田中秀臣(上武大学ビジネス情報学部教授)

 「忖度(そんたく)」という呪文を唱えると、そこには事実がなくとも「安倍首相の関与」が現れる。これがいわゆる「モリカケ問題」の今に至る社会的背景だろう。学校法人「森友学園」(大阪市)、「加計学園」(岡山市)の一連の問題について、法的や道義的な意味でも、安倍晋三首相の関与は全くなかった。

 ただ、「全くない」と言ったところで、ワイドショーなどの情報を鵜呑みのする人たちの「疑惑」は全く晴れないだろう。そう考えれば、これは既に政治や経済の問題ではなく、一種の社会心理学の話かもしれない。

 そして、この種の「忖度」物語が、容易に生み出せることは自明でもある。なぜなら、安倍首相と何らかの関係のある人物が、「首相に忖度した」とただ言えば、直ちに「忖度物語」が生まれるからだ。この新しいバージョンが、辞任した塚田一郎国土交通副大臣の「忖度発言」である。
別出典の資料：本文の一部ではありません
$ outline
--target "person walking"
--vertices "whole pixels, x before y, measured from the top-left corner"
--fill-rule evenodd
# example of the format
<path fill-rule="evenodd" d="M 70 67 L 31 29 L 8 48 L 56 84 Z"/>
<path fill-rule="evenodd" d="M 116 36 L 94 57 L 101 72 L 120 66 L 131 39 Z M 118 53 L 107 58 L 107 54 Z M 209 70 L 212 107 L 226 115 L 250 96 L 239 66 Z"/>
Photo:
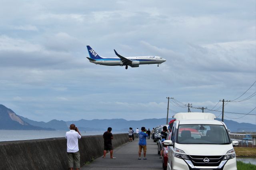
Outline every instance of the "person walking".
<path fill-rule="evenodd" d="M 128 133 L 129 135 L 129 142 L 132 142 L 132 128 L 130 127 L 129 130 L 128 130 Z"/>
<path fill-rule="evenodd" d="M 133 130 L 133 129 L 132 129 L 132 140 L 134 140 L 134 136 L 133 135 L 133 133 L 134 132 L 134 131 Z"/>
<path fill-rule="evenodd" d="M 113 147 L 112 146 L 112 139 L 113 139 L 113 134 L 111 133 L 112 128 L 110 127 L 108 128 L 108 130 L 105 132 L 103 134 L 104 138 L 104 152 L 103 158 L 106 158 L 106 154 L 107 150 L 110 150 L 110 159 L 116 159 L 116 158 L 113 156 Z"/>
<path fill-rule="evenodd" d="M 66 133 L 65 138 L 67 139 L 67 152 L 68 160 L 68 168 L 73 170 L 80 169 L 80 154 L 78 148 L 78 139 L 82 137 L 78 130 L 74 124 L 70 125 L 70 130 Z"/>
<path fill-rule="evenodd" d="M 150 130 L 148 128 L 148 131 L 147 131 L 147 133 L 148 133 L 148 139 L 150 139 Z"/>
<path fill-rule="evenodd" d="M 141 132 L 140 132 L 139 133 L 139 158 L 138 160 L 141 160 L 141 151 L 142 148 L 143 148 L 143 156 L 144 158 L 144 160 L 146 160 L 147 158 L 146 157 L 146 154 L 147 151 L 147 142 L 146 141 L 146 139 L 148 137 L 148 134 L 147 134 L 147 130 L 146 129 L 145 127 L 141 127 Z"/>
<path fill-rule="evenodd" d="M 152 133 L 151 139 L 155 139 L 155 128 L 153 128 L 153 129 L 151 130 L 151 133 Z"/>
<path fill-rule="evenodd" d="M 137 129 L 136 129 L 136 137 L 137 137 L 137 138 L 139 137 L 139 132 L 140 132 L 140 130 L 137 128 Z"/>

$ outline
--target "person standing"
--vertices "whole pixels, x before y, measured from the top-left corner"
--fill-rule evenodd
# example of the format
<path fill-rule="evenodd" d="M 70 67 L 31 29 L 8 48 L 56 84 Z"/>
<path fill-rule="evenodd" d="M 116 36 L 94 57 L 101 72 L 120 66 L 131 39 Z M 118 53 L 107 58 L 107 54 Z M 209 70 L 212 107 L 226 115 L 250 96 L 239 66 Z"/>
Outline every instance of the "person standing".
<path fill-rule="evenodd" d="M 147 133 L 148 133 L 148 139 L 150 139 L 150 130 L 149 130 L 149 128 L 148 128 L 148 131 L 147 131 Z"/>
<path fill-rule="evenodd" d="M 138 160 L 141 160 L 140 157 L 141 156 L 141 151 L 142 148 L 143 148 L 143 156 L 144 158 L 143 159 L 146 160 L 147 158 L 146 157 L 146 154 L 147 151 L 147 142 L 146 141 L 146 139 L 148 137 L 148 134 L 147 134 L 147 130 L 145 128 L 145 127 L 141 127 L 141 132 L 140 132 L 139 133 L 139 158 Z"/>
<path fill-rule="evenodd" d="M 151 130 L 151 133 L 152 133 L 151 138 L 153 140 L 155 139 L 155 128 L 153 128 L 153 129 Z"/>
<path fill-rule="evenodd" d="M 137 137 L 137 138 L 139 137 L 139 132 L 140 132 L 140 130 L 137 128 L 137 129 L 136 129 L 136 137 Z"/>
<path fill-rule="evenodd" d="M 168 134 L 167 127 L 166 126 L 164 126 L 164 127 L 163 127 L 163 130 L 161 132 L 161 136 L 162 136 L 162 139 L 165 139 L 166 140 L 167 140 Z M 159 157 L 159 158 L 160 159 L 163 157 L 163 152 L 164 152 L 164 149 L 162 142 L 161 143 L 161 145 L 162 146 L 162 150 L 161 150 L 161 152 L 160 152 L 160 157 Z"/>
<path fill-rule="evenodd" d="M 113 139 L 113 134 L 111 133 L 112 128 L 110 127 L 108 128 L 108 130 L 105 132 L 103 134 L 104 138 L 104 152 L 103 158 L 106 158 L 106 154 L 107 150 L 110 150 L 110 159 L 116 159 L 113 156 L 113 147 L 112 146 L 112 139 Z"/>
<path fill-rule="evenodd" d="M 129 142 L 132 142 L 132 128 L 130 127 L 129 130 L 128 131 L 129 135 Z"/>
<path fill-rule="evenodd" d="M 133 135 L 133 133 L 134 132 L 134 131 L 133 130 L 133 129 L 132 129 L 132 140 L 134 140 L 134 136 Z"/>
<path fill-rule="evenodd" d="M 65 138 L 67 139 L 67 152 L 68 160 L 68 168 L 76 170 L 80 168 L 80 154 L 78 148 L 78 139 L 81 138 L 78 128 L 74 124 L 70 125 L 69 132 L 66 133 Z"/>

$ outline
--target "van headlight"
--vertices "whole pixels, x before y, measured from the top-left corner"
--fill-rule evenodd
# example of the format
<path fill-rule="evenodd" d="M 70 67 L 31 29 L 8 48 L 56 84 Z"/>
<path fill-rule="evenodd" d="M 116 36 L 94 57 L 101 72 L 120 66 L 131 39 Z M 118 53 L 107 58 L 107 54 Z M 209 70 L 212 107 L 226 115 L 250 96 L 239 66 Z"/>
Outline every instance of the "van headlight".
<path fill-rule="evenodd" d="M 228 151 L 227 153 L 226 154 L 223 160 L 226 160 L 227 159 L 232 159 L 236 157 L 236 153 L 234 149 L 232 149 Z"/>
<path fill-rule="evenodd" d="M 174 152 L 174 156 L 176 158 L 180 158 L 181 159 L 188 159 L 188 158 L 186 154 L 185 153 L 184 151 L 180 149 L 179 149 L 176 148 L 174 148 L 174 151 L 177 152 L 177 153 Z"/>

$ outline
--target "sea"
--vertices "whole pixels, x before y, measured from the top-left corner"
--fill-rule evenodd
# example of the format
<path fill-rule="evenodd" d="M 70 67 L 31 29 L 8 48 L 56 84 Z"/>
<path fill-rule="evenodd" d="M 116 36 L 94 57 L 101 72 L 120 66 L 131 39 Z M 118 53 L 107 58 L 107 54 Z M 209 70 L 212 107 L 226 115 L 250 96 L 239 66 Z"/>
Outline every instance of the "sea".
<path fill-rule="evenodd" d="M 65 137 L 66 131 L 0 130 L 0 142 Z M 80 131 L 82 136 L 103 135 L 104 132 Z M 124 132 L 112 132 L 113 134 Z"/>

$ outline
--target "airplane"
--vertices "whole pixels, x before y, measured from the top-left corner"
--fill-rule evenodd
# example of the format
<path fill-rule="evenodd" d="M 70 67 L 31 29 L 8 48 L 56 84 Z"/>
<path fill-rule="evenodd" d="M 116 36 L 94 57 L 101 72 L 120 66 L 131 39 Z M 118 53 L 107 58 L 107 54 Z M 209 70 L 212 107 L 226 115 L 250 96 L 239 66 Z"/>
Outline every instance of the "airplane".
<path fill-rule="evenodd" d="M 125 65 L 125 69 L 128 66 L 132 67 L 138 67 L 140 64 L 159 64 L 166 61 L 161 57 L 155 56 L 124 57 L 118 54 L 114 49 L 118 58 L 105 58 L 100 57 L 90 45 L 86 45 L 89 57 L 87 57 L 90 62 L 96 64 L 105 65 Z"/>

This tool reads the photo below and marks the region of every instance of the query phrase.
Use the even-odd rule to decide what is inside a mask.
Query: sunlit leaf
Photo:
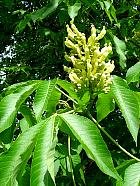
[[[130,165],[124,175],[124,186],[140,185],[140,162]]]
[[[115,102],[113,100],[112,93],[108,94],[99,94],[98,100],[96,102],[97,110],[97,121],[104,119],[110,112],[115,109]]]
[[[140,79],[140,62],[130,67],[126,73],[126,80],[128,83],[136,82]]]
[[[59,118],[50,117],[41,128],[31,167],[31,186],[55,185],[54,154]]]
[[[38,87],[33,103],[37,121],[41,119],[44,111],[47,112],[47,116],[56,111],[56,105],[61,96],[60,92],[55,89],[56,83],[56,79],[43,81]]]
[[[0,156],[0,185],[14,186],[16,177],[19,179],[36,142],[41,124],[31,127],[13,143],[8,152]]]
[[[61,114],[60,117],[82,144],[84,150],[95,160],[102,172],[115,179],[120,179],[114,168],[110,152],[96,125],[83,116]]]
[[[74,19],[78,15],[78,11],[81,8],[81,3],[75,3],[72,6],[68,6],[68,14],[71,19]]]
[[[120,77],[113,77],[111,90],[127,124],[127,127],[137,143],[140,126],[139,105],[134,93],[128,88],[127,83]]]

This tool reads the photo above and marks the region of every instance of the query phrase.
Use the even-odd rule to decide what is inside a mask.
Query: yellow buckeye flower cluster
[[[64,66],[69,73],[69,78],[75,90],[88,90],[92,94],[107,93],[110,90],[111,76],[114,70],[113,61],[106,62],[112,52],[110,44],[105,44],[100,49],[99,40],[106,34],[103,27],[100,34],[96,34],[94,25],[91,27],[91,36],[86,40],[85,34],[78,31],[73,21],[71,27],[67,25],[68,36],[65,45],[70,48],[70,53],[65,54],[67,61],[72,62],[72,68]]]

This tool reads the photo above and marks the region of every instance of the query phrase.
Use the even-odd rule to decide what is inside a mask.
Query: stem
[[[69,153],[69,163],[70,163],[70,170],[71,170],[73,185],[76,186],[75,179],[74,179],[73,168],[72,168],[71,153],[70,153],[70,136],[68,136],[68,153]]]
[[[130,152],[128,152],[126,149],[124,149],[121,145],[119,145],[111,136],[110,134],[108,134],[108,132],[106,132],[104,130],[103,127],[101,127],[101,125],[92,117],[92,115],[90,113],[88,113],[88,116],[91,118],[91,120],[97,125],[97,127],[117,146],[119,147],[124,153],[126,153],[128,156],[130,156],[131,158],[135,159],[136,161],[140,162],[140,159],[133,156]]]
[[[68,96],[65,92],[63,92],[60,88],[56,87],[55,88],[61,92],[63,95],[65,95],[67,98],[69,98],[71,101],[73,101],[75,104],[78,104],[73,98],[71,98],[70,96]]]

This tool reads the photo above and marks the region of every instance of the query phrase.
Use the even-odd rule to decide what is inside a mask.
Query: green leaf
[[[72,83],[66,81],[66,80],[61,80],[58,79],[57,84],[62,87],[65,91],[67,91],[69,93],[69,96],[73,99],[75,99],[76,101],[79,101],[79,98],[74,90],[74,87],[72,85]]]
[[[12,94],[14,92],[17,92],[18,89],[21,89],[21,87],[32,85],[32,84],[39,84],[40,80],[32,80],[32,81],[26,81],[21,83],[16,83],[11,86],[8,86],[1,94],[0,94],[0,101],[3,99],[3,97],[8,96],[9,94]]]
[[[74,19],[78,15],[78,11],[81,8],[81,3],[75,3],[72,6],[68,6],[68,14],[71,19]]]
[[[17,114],[20,105],[36,89],[38,85],[33,83],[17,89],[16,92],[4,97],[0,102],[0,132],[9,128]]]
[[[110,152],[96,125],[83,116],[61,114],[60,117],[82,144],[84,150],[95,160],[101,171],[115,179],[120,179]]]
[[[116,36],[113,36],[113,40],[116,46],[116,52],[119,55],[120,66],[124,69],[126,67],[126,56],[125,56],[126,44],[124,41],[120,40]]]
[[[140,162],[130,165],[124,175],[124,186],[140,185]]]
[[[19,112],[21,112],[23,117],[26,119],[29,127],[37,124],[33,110],[31,110],[29,107],[27,107],[26,105],[21,105]]]
[[[126,170],[127,167],[129,167],[130,165],[136,163],[137,161],[134,159],[130,159],[130,160],[125,160],[123,163],[121,163],[118,167],[116,167],[116,170],[118,171],[119,175],[124,176],[124,172]]]
[[[104,119],[114,109],[115,109],[115,102],[113,100],[113,96],[111,92],[109,92],[108,94],[102,93],[98,95],[98,100],[96,102],[98,122]]]
[[[31,186],[55,185],[54,154],[58,122],[59,118],[53,115],[40,130],[31,167]]]
[[[50,116],[56,111],[56,105],[60,99],[60,92],[55,89],[57,80],[43,81],[38,87],[33,102],[33,109],[36,115],[37,121],[42,117],[44,111],[47,112],[47,116]]]
[[[14,186],[15,179],[19,179],[26,162],[31,156],[36,136],[42,123],[31,127],[22,133],[13,143],[8,152],[0,156],[0,185]]]
[[[118,104],[123,117],[125,118],[127,127],[137,143],[137,135],[140,125],[139,105],[134,93],[127,87],[127,83],[120,77],[113,77],[111,90],[114,99]]]
[[[128,83],[136,82],[140,79],[140,62],[130,67],[126,73],[126,80]]]

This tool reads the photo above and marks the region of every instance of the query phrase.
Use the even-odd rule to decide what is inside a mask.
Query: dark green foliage
[[[139,11],[139,0],[0,1],[0,185],[139,186]],[[63,70],[71,18],[87,37],[105,26],[101,47],[113,47],[111,91],[92,101]]]

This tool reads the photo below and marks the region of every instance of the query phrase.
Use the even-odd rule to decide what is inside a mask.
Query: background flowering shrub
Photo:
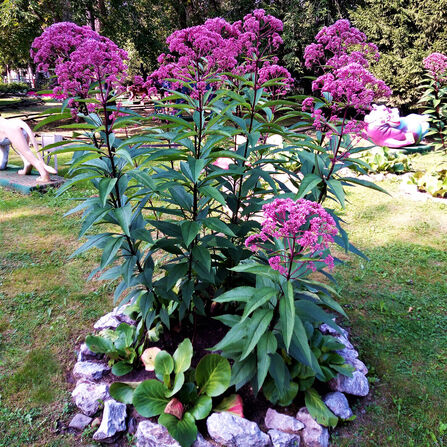
[[[119,129],[153,117],[126,109],[116,116],[109,96],[125,71],[122,54],[102,40],[95,52],[94,39],[84,40],[56,67],[67,95],[91,78],[86,103],[95,111],[84,117],[89,143],[61,143],[61,151],[75,152],[73,178],[62,191],[85,179],[97,188],[75,210],[83,211],[81,235],[102,223],[107,231],[89,235],[77,253],[102,250],[97,271],[119,280],[115,299],[132,303],[148,333],[162,344],[175,334],[194,339],[198,322],[215,315],[229,327],[213,349],[234,361],[232,385],[250,384],[280,405],[301,390],[318,401],[310,408],[314,417],[335,425],[312,385],[351,374],[335,352],[343,345],[317,336],[322,322],[339,330],[325,310],[344,312],[335,290],[309,275],[330,277],[332,242],[356,252],[340,219],[321,204],[330,197],[344,205],[346,184],[370,185],[336,174],[354,163],[341,150],[350,147],[348,112],[363,112],[385,87],[361,64],[354,77],[349,65],[327,72],[341,73],[332,83],[327,78],[332,93],[323,82],[323,98],[304,101],[314,117],[320,114],[324,132],[300,132],[313,119],[284,97],[291,79],[275,56],[281,29],[278,19],[255,10],[233,24],[213,19],[174,33],[171,53],[145,83],[148,95],[157,92],[155,107],[169,113],[132,138],[118,136]],[[107,48],[117,59],[106,60]],[[293,124],[283,125],[290,118]],[[288,158],[296,160],[295,172]],[[284,199],[275,200],[278,194]],[[253,254],[255,245],[262,250]],[[327,344],[330,355],[313,343]]]
[[[420,104],[429,116],[430,130],[435,150],[447,151],[447,56],[432,53],[424,59],[425,88]]]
 発言は、塚田氏が統一地方選の応援に訪れた北九州市内の集会で飛び出した。山口県下関市と北九州市を結ぶ関門新ルート(下関北九州道路)の国直轄調査への移行に関し、安倍首相と麻生太郎財務大臣の地元なので、塚田氏が国直轄のものに「首相や麻生氏が言えないので私が忖度した」という内容だった。

 この「忖度」という言葉は、政治的にもマスコミにとっても「キラーコンテンツ」と化している。与党は「忖度」という言葉の利用が新たな「疑惑」を生み出さないかと極度に警戒し、野党やマスコミは「忖度」という言葉に政権批判の足掛かりを見いだそうとする。特にマスコミで目立つのは、朝日新聞、毎日新聞と関係が深い媒体だろう。

 事実はどうでもいい。そこに「忖度」という言葉をめぐる狂騒が生まれれば、取りあえず「勝ち」である。

 例えば、テレビ朝日のニュースではテロップに「忖度道路」という言葉が使われていた。この種のイメージ報道により、いかにも「忖度」があったかのような印象を視聴者にもたらすだろう。
山口県下関市と北九州市を隔てる関門海峡(ゲッティイメージズ)
山口県下関市と北九州市を隔てる関門海峡(ゲッティイメージズ)
 では、実際に、国直轄の調査に引き上げたことに対して、塚田氏が本当に影響力を行使し、またそれが「忖度」だったのか。そもそも、「忖度」したからといってそれがどうして問題なのか、一切不問である。「政権批判」という傾きで、ひたすらイメージが優先されている。